Adding to the confusion, some customers say they have been given contradictory information when they seek to exchange their devices.
Manny Mendez, an information technology consultant in Miami said a Samsung representative told him on the phone that he could get a loaner phone from his carrier. He said he went to a T-Mobile store but was unable to get a loaner.
“I love my Note 7, but this is a freakin’ headache,” Mr. Mendez said.
Samsung has sent some replacement Galaxy Note 7 phones to carriers, but the carriers aren’t allowed to distribute them to customers until the CPSC approves them, according to the person working for the large U.S. carrier.
Samsung has said it is working as quickly as it can with the CPSC and its carrier partners to resolve the problem.

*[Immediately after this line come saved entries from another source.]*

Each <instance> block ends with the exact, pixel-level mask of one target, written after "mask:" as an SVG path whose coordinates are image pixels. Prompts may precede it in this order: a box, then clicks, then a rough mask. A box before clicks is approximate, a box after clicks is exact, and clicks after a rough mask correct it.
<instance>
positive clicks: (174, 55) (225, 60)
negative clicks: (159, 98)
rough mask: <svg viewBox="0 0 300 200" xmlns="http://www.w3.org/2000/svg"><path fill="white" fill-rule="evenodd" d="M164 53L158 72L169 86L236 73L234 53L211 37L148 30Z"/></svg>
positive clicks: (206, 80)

“Samsung is committed to producing the highest-quality products, and we take every incident report from our valued customers very seriously,” the company said Thursday.
In South Korea, Samsung is putting out a software update that limits how much users can charge the Galaxy Note 7 smartphone—a bid to reduce the risk of the phones catching fire by limiting the maximum battery charge to 60%.
In China, Samsung recalled a limited number of test devices and those will be replaced with new models.
—Nathan Olivarez-Giles, Trisha Thadani and Eva Dou contributed to this article.